Кто-нибудь из самых приближенных учеников Лотмана доносил. Начинались обыски. Находили подпольную типографию и рукопись с дарственной надписью Солженицына. В последнюю секунду удавалось уничтожить магнитофонную запись голоса Бродского – пленку разрывали руками на куски и по одному спускали в унитаз. Город закрывался. Доносителя разоблачали и намеревались общим собранием исключить из комсомола. Но Лотман не разрешал, а напротив, с брезгливой вежливостью, не слушая, до конца курса ставил ему одни пятерки, приближая к аспирантуре. Рассадник свободы – филфак – временно затихал, угнездившись в районе протопопа Аввакума с курицей и вопросов особенностей употребления юса большого и юса малого.
У нас была своя подпольная организация. По ночам, когда благонамеренные студенты спали, мы воровали из шкафчиков на общей кухне еду. Особенно хороши были в этом деле Степанов, без табуретки дотягивавшийся до верхних дверец, открывавший их и, с помощью невидимого шеста, пружинисто и бесшумно, подпрыгивавший посмотреть, и впечатлительная Надя Розмарин, тоскующая после короткого и яркого брака с уголовником. Ей выпадало под свободный свитер прятать ворованное – лежалую, с черным ободком, кочерыжку капусты, плохо помытую банку от варенья, а случалась удача, так и буханку хлеба или несколько вареных картофелин. Голод всегда наступал именно ночью. Когда казалось, что где-то же должна быть теплая, в мягких шерстяных носках, уютная жизнь возле лампы с шелковым абажуром. Под которым руки в ямочках разглаживают бархатную скатерть.

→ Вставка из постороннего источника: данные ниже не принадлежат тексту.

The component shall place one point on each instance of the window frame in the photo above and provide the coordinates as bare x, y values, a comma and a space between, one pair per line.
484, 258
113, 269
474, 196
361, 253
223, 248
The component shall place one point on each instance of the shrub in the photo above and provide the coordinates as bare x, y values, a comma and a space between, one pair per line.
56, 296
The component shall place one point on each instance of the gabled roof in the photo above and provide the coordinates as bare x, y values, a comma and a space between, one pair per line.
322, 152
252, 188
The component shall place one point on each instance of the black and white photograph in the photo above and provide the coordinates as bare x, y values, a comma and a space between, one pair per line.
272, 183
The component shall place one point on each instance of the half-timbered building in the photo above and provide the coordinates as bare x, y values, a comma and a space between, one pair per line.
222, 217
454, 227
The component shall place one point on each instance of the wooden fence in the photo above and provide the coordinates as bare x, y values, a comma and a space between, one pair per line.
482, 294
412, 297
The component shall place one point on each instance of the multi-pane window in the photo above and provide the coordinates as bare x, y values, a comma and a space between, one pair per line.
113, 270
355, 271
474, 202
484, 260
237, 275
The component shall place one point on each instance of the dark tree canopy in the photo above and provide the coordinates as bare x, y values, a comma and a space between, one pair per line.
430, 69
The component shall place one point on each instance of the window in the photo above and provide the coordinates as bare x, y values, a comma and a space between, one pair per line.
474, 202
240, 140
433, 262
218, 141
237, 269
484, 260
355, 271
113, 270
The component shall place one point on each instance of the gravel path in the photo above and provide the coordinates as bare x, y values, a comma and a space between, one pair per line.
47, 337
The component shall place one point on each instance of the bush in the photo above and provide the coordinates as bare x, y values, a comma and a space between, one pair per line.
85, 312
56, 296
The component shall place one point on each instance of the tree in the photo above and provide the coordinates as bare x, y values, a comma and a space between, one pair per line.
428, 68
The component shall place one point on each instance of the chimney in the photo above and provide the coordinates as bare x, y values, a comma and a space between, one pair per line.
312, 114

Глухие и темные слухи ходили в общежитии о кухонном воровстве.
Однажды ночью, трезвый и с достоинством, Степанов пришел на кухню. Следом кралась Надя в балахоне. Кухня была большая, с четырьмя плитами и огромным количеством шкафчиков, поставленных шатко один на другой, как детские кубики. На иных висели замки. Степанов шагнул и распахнул первую же незапертую дверцу напротив своего лица. На голой сероватой полке, даже газета не была подстелена, лежала человеческая голова. Вытаращенные глаза смотрели вбок, мимо Степанова, в сторону Нади Розмарин. Вспотевшие от крови волосы косыми прядями падали на обрубок шеи. Кожа мешковато укрывала высыхающие щеки. Степанов рванул ворот желтого, женского своего платья, тот не поддался, сделанный из плотной, чешуйчатой парчи. Под ногами Степанова оказалась узкая, в одну половицу, перекладина над пропастью; он закачался, медленно полетел вниз, плотный воздух не помещался в груди, но пружинил, замедляя падение; пролетая мимо одного из шкафчиков, Степанов уцепился за дверцу, распахнулась вся конструкция; переборки в шкафчиках были сняты, и внутри, в полный рост, с прилаженной головой, стоял в дозоре комсомольский активист по обнаружению вора. Но Степанов этого уже не видел, он вздрагивал, затихал, переворачивался на полу, будто его с оттяжкой били ногами, и выкрикивал слова, которые утром пытался извлечь из него и не смог экзаменатор:
– Можно, можно сказать не обинуясь, хотя и несколько априорно, что Писарев был членом первого женского печатного органа, чем и лил воду на мельницу просвещения.
Экзаменатор, приглашенный из Питера опальный профессор, уличенный в Северной Пальмире в эпистолярных сношениях с зарубежьем, был в Тарту, в благодарность, осторожен в выражениях; но Степанов был осторожен вдвойне, и только когда «скорая» увозила его, он выкрикнул на весь город:
– Между поэзией и прозой нет непреодолимой Китайской стены!
Надя Розмарин все действие простояла безмолвно, плоской тенью, скудной щепочкой застряв в толпе, и сошла с ума только через два года, будучи учительницей средней школы. Она попыталась задушить пионера его же пионерским галстуком, для надежности приперев мальчика к стенке острым деревянным коленом. Говорили, что в истории этой была особая политическая подоплека, но Надя молчала и пользовалась любовью всего персонала психушки за чрезвычайную послушность и аккуратность. Она слюнила палец и собирала на него мельчайшие крошки съестного, прилипшее слизывала и начинала все сызнова. Требовалась в этом деле особая тщательность, малейшую оплошность могли заметить голуби и заклевать Надю.
Питерский профессор осмелел, на зачетах он выстукивал костяшками пальцев по столу, как по диким, неприрученным клавишам: та-та-та, та-та-та, та-та-та, та-та-та, туч-ки не-бес-ные веч-ны-е стран-ни-ки; глаза его круглились, он забывался, захлебывался в звуках.
– Дактиль! – отвечал звонко студент и был отпускаем с миром.